Holden ne répondit pas Alors c’était quoi ? mais la question resta en suspens entre eux.
La salle des machines était impeccable, froide et morte. Holden patienta pendant qu’Amos l’examinait. Le mécanicien consacra dix minutes à flotter autour du réacteur.
— Quelqu’un a effectué les procédures de mise à l’arrêt, dit-il enfin. Le réacteur ne s’est pas coupé à cause de l’explosion, on l’a éteint après. Pas de dommages apparents. Tout ça n’a aucun sens. Si tout l’équipage a péri durant l’attaque, qui a éteint le réacteur ? Et si c’est l’œuvre de pirates, pourquoi n’ont-ils pas emporté le vaisseau ? Il est toujours en état de marche.

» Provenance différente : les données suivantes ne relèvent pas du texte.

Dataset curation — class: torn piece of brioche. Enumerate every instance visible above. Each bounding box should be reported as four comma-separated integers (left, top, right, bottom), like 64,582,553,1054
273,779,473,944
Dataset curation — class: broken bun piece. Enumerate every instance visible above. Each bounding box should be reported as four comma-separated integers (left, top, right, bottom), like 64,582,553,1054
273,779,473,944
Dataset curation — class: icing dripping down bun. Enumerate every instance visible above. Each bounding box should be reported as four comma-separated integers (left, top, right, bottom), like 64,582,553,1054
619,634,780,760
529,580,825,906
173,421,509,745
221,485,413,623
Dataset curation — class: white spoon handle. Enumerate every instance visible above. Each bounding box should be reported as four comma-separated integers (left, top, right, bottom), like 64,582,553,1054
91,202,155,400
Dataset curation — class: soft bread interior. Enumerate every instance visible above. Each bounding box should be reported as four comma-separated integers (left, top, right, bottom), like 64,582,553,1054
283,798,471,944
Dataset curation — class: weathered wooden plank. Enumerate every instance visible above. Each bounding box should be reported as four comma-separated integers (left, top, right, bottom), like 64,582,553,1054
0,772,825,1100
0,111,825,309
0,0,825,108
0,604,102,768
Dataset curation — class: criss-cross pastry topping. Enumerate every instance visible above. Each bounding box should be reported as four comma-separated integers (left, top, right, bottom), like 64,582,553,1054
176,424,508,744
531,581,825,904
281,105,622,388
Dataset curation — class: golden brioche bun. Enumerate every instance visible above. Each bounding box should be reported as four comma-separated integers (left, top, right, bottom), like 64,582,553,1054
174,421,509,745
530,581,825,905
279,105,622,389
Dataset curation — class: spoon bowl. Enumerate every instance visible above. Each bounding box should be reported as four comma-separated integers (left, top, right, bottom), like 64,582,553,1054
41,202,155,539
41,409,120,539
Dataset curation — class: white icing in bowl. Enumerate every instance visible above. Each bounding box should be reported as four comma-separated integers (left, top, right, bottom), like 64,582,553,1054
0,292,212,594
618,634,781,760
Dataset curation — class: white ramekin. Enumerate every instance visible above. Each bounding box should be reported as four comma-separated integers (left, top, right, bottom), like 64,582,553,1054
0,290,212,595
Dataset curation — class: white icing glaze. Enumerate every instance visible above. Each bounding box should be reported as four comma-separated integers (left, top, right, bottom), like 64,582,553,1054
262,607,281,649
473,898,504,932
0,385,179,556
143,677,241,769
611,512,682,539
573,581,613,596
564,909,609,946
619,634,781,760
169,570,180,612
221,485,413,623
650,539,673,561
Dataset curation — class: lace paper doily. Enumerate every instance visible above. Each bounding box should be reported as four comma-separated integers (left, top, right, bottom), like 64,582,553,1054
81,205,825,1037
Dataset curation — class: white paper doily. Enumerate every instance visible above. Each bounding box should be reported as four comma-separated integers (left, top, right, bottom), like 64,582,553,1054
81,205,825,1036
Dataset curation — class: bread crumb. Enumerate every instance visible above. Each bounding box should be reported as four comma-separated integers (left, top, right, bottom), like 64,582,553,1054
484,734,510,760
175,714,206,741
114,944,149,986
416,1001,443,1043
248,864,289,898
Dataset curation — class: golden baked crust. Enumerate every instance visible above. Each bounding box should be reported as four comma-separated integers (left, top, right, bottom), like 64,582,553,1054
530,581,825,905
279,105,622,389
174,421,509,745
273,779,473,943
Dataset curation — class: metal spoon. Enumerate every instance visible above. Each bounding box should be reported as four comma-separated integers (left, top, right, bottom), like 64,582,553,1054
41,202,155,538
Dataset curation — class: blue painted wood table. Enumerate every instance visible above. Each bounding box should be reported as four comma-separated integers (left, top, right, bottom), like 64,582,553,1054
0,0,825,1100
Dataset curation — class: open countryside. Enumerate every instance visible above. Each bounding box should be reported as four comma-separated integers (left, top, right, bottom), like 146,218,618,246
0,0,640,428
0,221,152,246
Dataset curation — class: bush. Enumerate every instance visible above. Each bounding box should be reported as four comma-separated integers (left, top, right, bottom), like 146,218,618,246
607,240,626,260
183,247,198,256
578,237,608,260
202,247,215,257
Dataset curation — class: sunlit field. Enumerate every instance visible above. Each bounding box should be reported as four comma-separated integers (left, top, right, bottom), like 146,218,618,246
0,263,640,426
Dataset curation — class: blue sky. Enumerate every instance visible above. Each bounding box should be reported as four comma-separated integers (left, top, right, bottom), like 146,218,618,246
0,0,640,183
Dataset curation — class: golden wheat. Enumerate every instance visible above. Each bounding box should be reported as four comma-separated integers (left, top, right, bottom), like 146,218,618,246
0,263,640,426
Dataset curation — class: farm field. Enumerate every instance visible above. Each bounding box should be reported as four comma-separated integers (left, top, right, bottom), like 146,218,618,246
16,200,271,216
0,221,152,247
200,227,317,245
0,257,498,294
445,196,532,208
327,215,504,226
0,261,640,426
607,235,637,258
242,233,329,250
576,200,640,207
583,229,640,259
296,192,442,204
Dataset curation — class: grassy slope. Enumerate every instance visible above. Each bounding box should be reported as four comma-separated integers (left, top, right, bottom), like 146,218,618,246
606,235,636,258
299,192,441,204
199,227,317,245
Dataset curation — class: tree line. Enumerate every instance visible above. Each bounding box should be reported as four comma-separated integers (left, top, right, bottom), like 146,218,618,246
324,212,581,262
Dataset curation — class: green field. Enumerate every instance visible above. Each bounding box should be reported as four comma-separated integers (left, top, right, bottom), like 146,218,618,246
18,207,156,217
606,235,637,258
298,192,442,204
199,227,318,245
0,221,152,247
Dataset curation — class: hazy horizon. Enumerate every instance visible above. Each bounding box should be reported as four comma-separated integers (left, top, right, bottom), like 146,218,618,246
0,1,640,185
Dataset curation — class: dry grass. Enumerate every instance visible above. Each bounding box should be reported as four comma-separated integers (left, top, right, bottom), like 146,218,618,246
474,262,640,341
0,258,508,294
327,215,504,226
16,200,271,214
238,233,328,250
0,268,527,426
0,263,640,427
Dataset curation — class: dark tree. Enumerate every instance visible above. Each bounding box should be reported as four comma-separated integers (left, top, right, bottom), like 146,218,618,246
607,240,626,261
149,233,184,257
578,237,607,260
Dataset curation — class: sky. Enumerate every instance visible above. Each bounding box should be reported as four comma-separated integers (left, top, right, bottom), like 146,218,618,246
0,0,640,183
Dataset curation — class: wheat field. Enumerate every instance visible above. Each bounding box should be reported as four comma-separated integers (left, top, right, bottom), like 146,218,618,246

— Et avant d’éteindre, ils ont pris la peine d’ouvrir toutes les portes pressurisées du vaisseau, dit Holden. Pour évacuer tout l’air. J’imagine que c’était au cas où quelqu’un de l’équipage se serait caché dans un coin. C’est bon, remontons aux ops et voyons si nous parvenons à pirater l’ordinateur de bord. Il nous apprendra peut-être ce qui s’est passé.
En flottant, ils retournèrent vers l’avant le long de l’échelle, puis arrivèrent au pont des ops. Là aussi, l’endroit était désert et n’avait subi aucun dommage. Le manque de cadavres commençait à déranger Holden plus que leur présence ne l’aurait fait. Il arriva au poste informatique principal et pianota sur quelques touches pour voir si le système fonctionnait encore sur son circuit de sauvegarde. Ce n’était pas le cas.
— Amos, commencez à extraire l’unité centrale. Nous allons l’emmener avec nous. Je vais vérifier les communications, pour voir si je peux trouver cette balise de détresse.
Le mécano s’approcha de la console et sortit des outils pour s’attaquer au panneau devant lui. Tout en travaillant, il se mit à marmonner un chapelet sans fin d’insanités. Comme l’ensemble n’était pas aussi plaisant que Naomi quand elle fredonnait, Holden coupa la liaison comm et se dirigea vers la console des communications. Elle était hors service, comme le reste des équipements du vaisseau. Mais il trouva la balise.
Personne ne l’avait activée. Quelque chose d’autre les avait attirés ici. Perplexe, Holden recula.
Il survola la salle du regard, pour repérer quelque chose qui n’aurait pas été à sa place. Là, sur le pont, sous la console de l’opérateur des communications : un petit boîtier noir qui n’était relié à rien.
Son cœur s’arrêta de battre pendant ce qui lui sembla être un long moment. Il héla Amos :
— Ça ressemble à une bombe, d’après vous ?
Le mécano ne réagit pas. Holden rétablit la transmission avec lui.
— Amos, est-ce que ça ressemble à une bombe pour vous ? fit-il en désignant le boîtier suspect.
Le mécanicien cessa de travailler sur le terminal et se laissa dériver jusqu’à l’objet en question. D’un geste qui serra la gorge d’Holden, il saisit le boîtier et le souleva.
— Non. C’est un émetteur. Vous voyez ? dit-il, et il brandit l’appareil devant le casque d’Holden. Il y a simplement une batterie qui y est reliée. Qu’est-ce que ça fout ici ?
— C’est la balise de détresse que nous avons tracée. Merde. Celle du vaisseau ne s’est jamais déclenchée. Quelqu’un a utilisé cet émetteur pour en faire une fausse, qu’il a reliée à la batterie.